CUARTO.- La modalidad delictiva específica de ocupación pacífica de inmuebles, introducida en el Código Penal de 1995 en el número 2 del artículo 245, requiere para su comisión los siguientes elementos: a) La ocupación, sin violencia o intimidación, de un inmueble, vivienda o edificio que en ese momento no constituya morada de alguna persona, realizada con cierta vocación de permanencia.
b) Que esta perturbación posesoria pueda ser calificada penalmente como ocupación, ya que la interpretación de la acción típica debe realizarse desde la perspectiva del bien jurídico protegido y del principio de proporcionalidad que informa el sistema penal ( art. 49, 3º, de la Carta de Derechos Fundamentales de la Unión Europea).

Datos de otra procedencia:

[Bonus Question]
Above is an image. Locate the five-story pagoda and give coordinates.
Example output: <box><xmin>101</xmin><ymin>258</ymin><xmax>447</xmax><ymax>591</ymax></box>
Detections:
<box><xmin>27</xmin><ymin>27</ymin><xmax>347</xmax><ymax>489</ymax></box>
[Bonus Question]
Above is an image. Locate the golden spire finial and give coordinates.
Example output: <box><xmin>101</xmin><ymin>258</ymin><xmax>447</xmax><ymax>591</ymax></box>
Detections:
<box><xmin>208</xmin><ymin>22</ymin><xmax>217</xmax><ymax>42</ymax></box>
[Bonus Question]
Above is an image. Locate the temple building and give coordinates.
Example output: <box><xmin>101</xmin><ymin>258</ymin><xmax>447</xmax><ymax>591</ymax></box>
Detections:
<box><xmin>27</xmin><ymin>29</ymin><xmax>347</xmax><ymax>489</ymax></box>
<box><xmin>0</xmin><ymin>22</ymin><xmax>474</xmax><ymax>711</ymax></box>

Desde ambas perspectivas la ocupación inmobiliaria tipificada penalmente es la que conlleva un riesgo relevante para la posesión del sujeto pasivo sobre el inmueble afectado, que es lo que dota de lesividad y significación típica a la conducta, por lo que las ocupaciones ocasionales o esporádicas, sin vocación de permanencia o de escasa intensidad, son ajenas al ámbito de aplicación del tipo.
c) Que el realizador de la ocupación carezca de título jurídico que legitime esa posesión, pues en el caso de que hubiera sido autorizado para ocupar el inmueble, aunque fuese temporalmente o en calidad de precarista, la acción no debe reputarse como delictiva, y el titular deberá acudir al ejercicio de las acciones civiles procedentes para recuperar su posesión.
d) Que conste la voluntad contraria a tolerar la ocupación por parte del titular del inmueble, bien antes de producirse, bien después, lo que especifica este artículo al contemplar el mantenimiento en el edificio 'contra la voluntad de su titular', voluntad que deberá ser expresa.
e) Que concurra dolo en el autor, que abarca el conocimiento de la ajeneidad del inmueble y de la ausencia de autorización, unido a la voluntad de afectación del bien jurídico tutelado por el delito, es decir, la efectiva perturbación de la posesión del titular de la finca ocupada.
En el caso presente, debe señalarse que lo cierto es que la respuesta que ofrece al respecto nuestro ordenamiento jurídico es indudable, puesto que el artículo 245.2 del Código con toda claridad establece el castigo de la conducta consistente en introducirse en un inmueble desocupado, de ajena propiedad, o mantenerse en la misma, sin la voluntad de su titular, elevando al rango de comportamiento punible dicha acción contra el derecho a la propiedad privada, según el cual nadie puede ser privado de sus bienes y derechos, sino por las causas legalmente establecidas.
Ha quedado probado, según lo argumentado 'supra', que las acusados eran conscientes de que la vivienda pertenecía a un tercero y que no estaban autorizados por la propiedad para permanecer en la vivienda, voluntad expresada en la visita que se recibió por parte de la policía y, obviamente, con la interposición de la denuncia y el mantenimiento del ejercicio de la acción penal hasta la celebración del juicio.
Por tanto, si bien la infracción penal coexiste con una serie de normas de índole civil que ya otorgan esa protección de la propiedad, pudiera ser que en virtud del carácter de ultima ratio que constitucionalmente ha de atribuirse a la sanción penal, solo hayan de entenderse incluidas en el tipo las conductas más graves e intolerables, debiendo de acudirse en los demás supuestos al Derecho privado, pues de lo contrario el recurso a la sanción penal resultaría innecesario y desproporcionado, no obstante, el legislador ha atribuido la categoría de acción punible a la de quienes siguen en la posesión de un inmueble desocupado, sin título jurídico alguno para hacerlo, ni el consentimiento, siquiera tácito, de su legítimo titular -que interpuso denuncia oportunamente-, a sabiendas de ello.
QUINTO- Procede declarar de oficio las costas ocasionadas en esta alzada.